Like any pet, you are going to want to name your fish. But how do you name a fish?

1. Personality:
Look at your fishes personality. What does it like to do? Is there anything unique or special that your fish does? If it chases bubbles, you could name it Bubbles. If it flares at everything, you could call it Flare. 

2. Color:
Another key thing to naming your fish is it's color. If he is a bright yellow, you could name it Sunshine. If it is red, you could name it flame. If it is red, white, and blue, you could name it Patriot. 

Sometimes, you may also want to name your fish after a past fish, or after a family member. 


The choice is yours!


----------



## ds2009 (Sep 13, 2010)

I think this is a great thread! I named my boy crooks because a small part of his dorsal fin is crooked lol. Naming a new betta can be hard but if you observe their behavior (or in my case, body) then a name might come to you. If i had watched crooks behavior before naming him, He could very well be named grumps lol


----------



## Abby (Jan 13, 2011)

-laughs- i named dastan and tamin BEFORE i laid eyes on them. melvin was a little harder i had pictures of him for a week and a half before i got him home and Benny and Nero my bf named them lol


----------



## HayrideHaunter (Dec 20, 2010)

my old betta Prince was name "Prince of the Water" because i was like 8 and i thought he was absolutely magnificent. My little brother named his blue VT Bubbles because thats his favorite fish in finding nemo haha. Marbles i named because he has marbly coloring...i didnt know he was technically called a multicolor...I'm an art student in college so I figures his streaks and lines were considered "marble"...plus he loves the shiny marbles i put in his tank...stares at em too often for his own good haha.


----------



## Pekemom (Jan 27, 2011)

Well, all my pets' names start with the letter B - I liked 'Bamboo' but my husband like 'Brooke'. Since she's a sweet frilly girl, I think Brooke fits her fine!


----------



## dragonfair (Sep 21, 2010)

So true, bloo. I named my after color, behavior, personality. Maximus acts like a little emperor, Mango looks like, well, a mango, Bravo needed a manly name cuz he was pink when I got him (he's orange now), Uncle Sam was actually red, white & blue (colors changed but the name stuck) & Mustang was rebellious, flaring at his food to 'kill' it before gulping it down.


----------



## PewPewPew (Nov 26, 2010)

ds2009 said:


> I think this is a great thread! I named my boy crooks because a small part of his dorsal fin is crooked lol. Naming a new betta can be hard but if you observe their behavior (or in my case, body) then a name might come to you. If i had watched crooks behavior before naming him, He could very well be named grumps lol


*I* named Crooks 
And you call him Grumps more than Crooks anyway! >

I named my first (well cared for) betta Allejandro because, as I rode the bus back to my dorm, Lady Gaga's song "Alejandro" came on and my friends and I decided it was a sign! I think its fitting, because he's got deep red spots that are a little exotic looking, and so is his name XD
He is "All-ejandro" and not "Alejandro" because I wanted his nickname to not look like "ale" LOL I call him "Alle".
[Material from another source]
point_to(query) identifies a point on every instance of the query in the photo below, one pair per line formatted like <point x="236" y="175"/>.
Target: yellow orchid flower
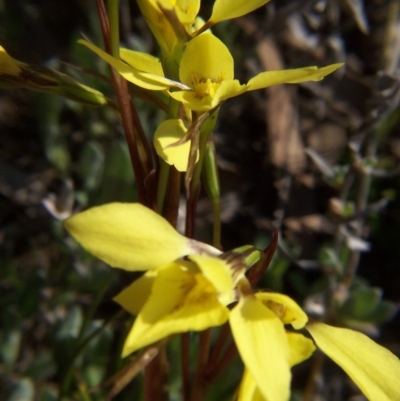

Macceroni was named because I bought him and went to lunch with my mum (silly mum....), so I had to sneek him in and keep him cozy warm on my lap. I went to Panera and got their maceroni and cheese, so Macceroni it was! His extra "c" is to charm up his name as well as to be reminiscant of his brother's extra letter. I call him "Maccies" <3 (though when he's being derp I call him No-Noodle, as in no brain )


----------



## HayrideHaunter (Dec 20, 2010)

PewPewPew said:


> I call him "Maccies" <3 (though when he's being derp I call him No-Noodle, as in no brain )


HAHAHAHAHA I love that! no-noodle...haha


----------



## StarvingPoet (Dec 28, 2010)

We name all our bettas after Shakespearean characters(currently Ariel, Oberon, Hero, Silvia, Viola, and Portia). Also we have decided that all Crowntails must be named after characters that have or, through the course of the play, gain some kind of royal standing. 

English majors... go figure...


----------



## HayrideHaunter (Dec 20, 2010)

haha I ought to name my next fish Picasso or Vincent or Claude...that'd be an interesting way to go...(I'm an art major =3)


----------



## Jupiter (Aug 30, 2009)

Usually a name just 'clicks' for me. Sometimes I need the help of all you lovely people though, lol.


----------



## baylee767 (Nov 5, 2010)

I usually name a fishy after something that happened soon after getting him and his color! For example, Neons Neon color blended into some neon silk plants we have so that's what I named him. I named Velvet (R.I.P.) Because he had a blue sheen that made him appear Velvety, and I thought he had Velvet when I first got him.


----------



## bloo97 (Mar 6, 2010)

Awesome , guys!


----------



## fleetfish (Jun 29, 2010)

The girls definitely have a theme ~ Female character names in JRR Tolkien literature. The guys, not so much, I just name them whatever comes to mind.


----------



## bloo97 (Mar 6, 2010)

Lol.

I named my red vieltail Lucky, because he was the first fish that gave me the betta bug. 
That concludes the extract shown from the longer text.